As a student of humanities hopeless with basic mathematical terms, the chaotic small world of Barabási was a text at times I had to read twice, even though it was not completely hard to measure. (If you’ve ever read The Fabric Of The Cosmos, you understand the ambitious way of applying and defogging theories to a sweeping imagination.) While I could go into details about the concept of the 80/20 rule founded by pea-enthusiast Vilfredo Pareto, what I became interested in was the link between measure and the consequences of quantity management.

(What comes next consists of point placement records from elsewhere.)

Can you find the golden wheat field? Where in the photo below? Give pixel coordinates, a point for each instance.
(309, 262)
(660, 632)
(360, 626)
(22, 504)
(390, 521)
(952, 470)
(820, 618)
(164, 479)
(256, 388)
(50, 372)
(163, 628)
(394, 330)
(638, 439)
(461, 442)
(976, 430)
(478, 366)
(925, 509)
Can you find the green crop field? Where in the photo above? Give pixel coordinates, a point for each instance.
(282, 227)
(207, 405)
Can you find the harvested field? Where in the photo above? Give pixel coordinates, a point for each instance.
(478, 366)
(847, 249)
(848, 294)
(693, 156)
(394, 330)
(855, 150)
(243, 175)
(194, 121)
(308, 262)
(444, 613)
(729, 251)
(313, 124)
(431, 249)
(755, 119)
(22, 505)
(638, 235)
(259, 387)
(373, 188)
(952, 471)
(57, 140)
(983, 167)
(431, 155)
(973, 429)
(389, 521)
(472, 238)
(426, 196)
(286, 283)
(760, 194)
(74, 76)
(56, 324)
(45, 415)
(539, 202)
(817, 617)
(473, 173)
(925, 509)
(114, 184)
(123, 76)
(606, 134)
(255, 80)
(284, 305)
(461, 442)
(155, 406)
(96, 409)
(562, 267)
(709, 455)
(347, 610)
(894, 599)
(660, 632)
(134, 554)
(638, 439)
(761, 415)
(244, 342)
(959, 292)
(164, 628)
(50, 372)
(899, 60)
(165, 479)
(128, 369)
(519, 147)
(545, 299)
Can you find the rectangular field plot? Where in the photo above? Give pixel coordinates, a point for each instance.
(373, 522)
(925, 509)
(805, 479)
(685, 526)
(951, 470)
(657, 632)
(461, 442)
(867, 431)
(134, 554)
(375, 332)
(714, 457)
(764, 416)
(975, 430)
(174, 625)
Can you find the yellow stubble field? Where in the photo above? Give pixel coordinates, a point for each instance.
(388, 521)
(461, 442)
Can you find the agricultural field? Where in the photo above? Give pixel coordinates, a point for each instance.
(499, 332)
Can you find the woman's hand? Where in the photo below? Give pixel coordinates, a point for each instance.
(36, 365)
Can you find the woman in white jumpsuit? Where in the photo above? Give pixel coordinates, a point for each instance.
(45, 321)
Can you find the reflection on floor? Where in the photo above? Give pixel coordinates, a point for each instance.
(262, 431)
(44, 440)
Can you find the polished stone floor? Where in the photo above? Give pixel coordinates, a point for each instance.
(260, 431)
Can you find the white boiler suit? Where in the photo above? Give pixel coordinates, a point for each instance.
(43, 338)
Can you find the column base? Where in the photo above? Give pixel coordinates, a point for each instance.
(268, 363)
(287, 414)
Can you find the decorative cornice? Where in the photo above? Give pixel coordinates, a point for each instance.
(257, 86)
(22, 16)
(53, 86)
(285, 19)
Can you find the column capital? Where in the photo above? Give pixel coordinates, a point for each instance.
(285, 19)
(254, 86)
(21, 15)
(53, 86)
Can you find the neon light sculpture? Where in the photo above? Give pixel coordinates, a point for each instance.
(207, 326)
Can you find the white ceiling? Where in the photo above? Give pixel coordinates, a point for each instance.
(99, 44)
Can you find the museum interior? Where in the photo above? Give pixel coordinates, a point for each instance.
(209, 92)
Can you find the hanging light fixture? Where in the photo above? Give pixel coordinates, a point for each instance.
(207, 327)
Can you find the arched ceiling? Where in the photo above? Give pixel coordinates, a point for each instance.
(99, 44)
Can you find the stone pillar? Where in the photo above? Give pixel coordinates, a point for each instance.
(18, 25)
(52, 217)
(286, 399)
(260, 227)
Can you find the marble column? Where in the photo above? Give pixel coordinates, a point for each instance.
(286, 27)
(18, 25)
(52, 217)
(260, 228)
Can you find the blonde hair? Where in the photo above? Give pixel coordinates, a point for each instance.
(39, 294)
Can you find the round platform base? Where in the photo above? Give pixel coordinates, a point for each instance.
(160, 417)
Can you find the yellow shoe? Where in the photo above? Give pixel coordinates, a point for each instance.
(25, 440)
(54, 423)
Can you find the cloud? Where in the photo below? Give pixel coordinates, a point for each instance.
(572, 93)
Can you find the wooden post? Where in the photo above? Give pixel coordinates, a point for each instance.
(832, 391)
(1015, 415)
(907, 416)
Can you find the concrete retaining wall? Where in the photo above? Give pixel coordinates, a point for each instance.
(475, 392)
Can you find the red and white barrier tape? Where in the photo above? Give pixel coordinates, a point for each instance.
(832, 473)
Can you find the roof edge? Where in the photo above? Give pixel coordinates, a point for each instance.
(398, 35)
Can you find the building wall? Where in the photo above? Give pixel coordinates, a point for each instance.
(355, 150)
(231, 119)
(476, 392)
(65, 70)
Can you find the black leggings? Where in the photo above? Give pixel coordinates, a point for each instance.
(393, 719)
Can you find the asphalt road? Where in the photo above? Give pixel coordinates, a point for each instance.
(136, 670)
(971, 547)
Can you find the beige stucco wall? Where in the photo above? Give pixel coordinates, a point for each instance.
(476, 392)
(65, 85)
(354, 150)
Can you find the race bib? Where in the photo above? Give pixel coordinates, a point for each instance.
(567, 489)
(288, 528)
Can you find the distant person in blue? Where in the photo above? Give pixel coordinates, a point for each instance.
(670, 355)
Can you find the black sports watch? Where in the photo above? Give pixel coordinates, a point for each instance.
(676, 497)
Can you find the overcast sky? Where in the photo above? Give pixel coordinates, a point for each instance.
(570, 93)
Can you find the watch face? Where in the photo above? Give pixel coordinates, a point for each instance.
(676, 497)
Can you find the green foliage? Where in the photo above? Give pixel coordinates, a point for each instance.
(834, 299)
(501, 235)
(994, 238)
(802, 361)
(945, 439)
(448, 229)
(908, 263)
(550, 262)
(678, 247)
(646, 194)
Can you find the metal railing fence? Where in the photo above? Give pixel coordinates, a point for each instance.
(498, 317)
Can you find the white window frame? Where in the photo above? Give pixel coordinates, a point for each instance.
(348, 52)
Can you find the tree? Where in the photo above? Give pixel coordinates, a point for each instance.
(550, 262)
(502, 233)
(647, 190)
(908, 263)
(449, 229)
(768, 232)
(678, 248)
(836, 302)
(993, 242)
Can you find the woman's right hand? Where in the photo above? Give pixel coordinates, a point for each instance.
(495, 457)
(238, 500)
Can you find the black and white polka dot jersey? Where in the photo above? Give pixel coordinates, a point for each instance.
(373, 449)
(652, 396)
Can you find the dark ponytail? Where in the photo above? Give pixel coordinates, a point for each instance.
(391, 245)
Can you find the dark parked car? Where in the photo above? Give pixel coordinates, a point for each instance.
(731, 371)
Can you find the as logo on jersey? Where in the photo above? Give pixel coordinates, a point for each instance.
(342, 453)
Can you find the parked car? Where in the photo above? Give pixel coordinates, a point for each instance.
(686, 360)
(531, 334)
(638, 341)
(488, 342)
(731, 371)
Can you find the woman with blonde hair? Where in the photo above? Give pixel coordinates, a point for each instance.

If the power law of the 80/20 rule is a natural phenomena explaining distribution, how does that effect our presence in the equality of an online network? Pareto’s theory pushes us to focus on the 20% effecting the other 80% of your distribution, not only through the complex systems, but in their connectors when applied to links, portals, hubs and webpages. ‘Just as in society a few connectors know an unusually large number of people,’ the reading explains Barabási when applying the rule, ‘we found that the architecture of the World Wide Web is dominated by a few very highly connected nodes, or hubs.‘
So while we may upload highly sophisticated or desirable content, the consequence of quantity management through hubs like Google and Amazon not only renders our content practically invisible, but about 80% of everything else on the World Wide Web as well. Unfortunately, we don’t live in a randomised universe, and therefore the probability of finding content is heavily controlled by connected paths.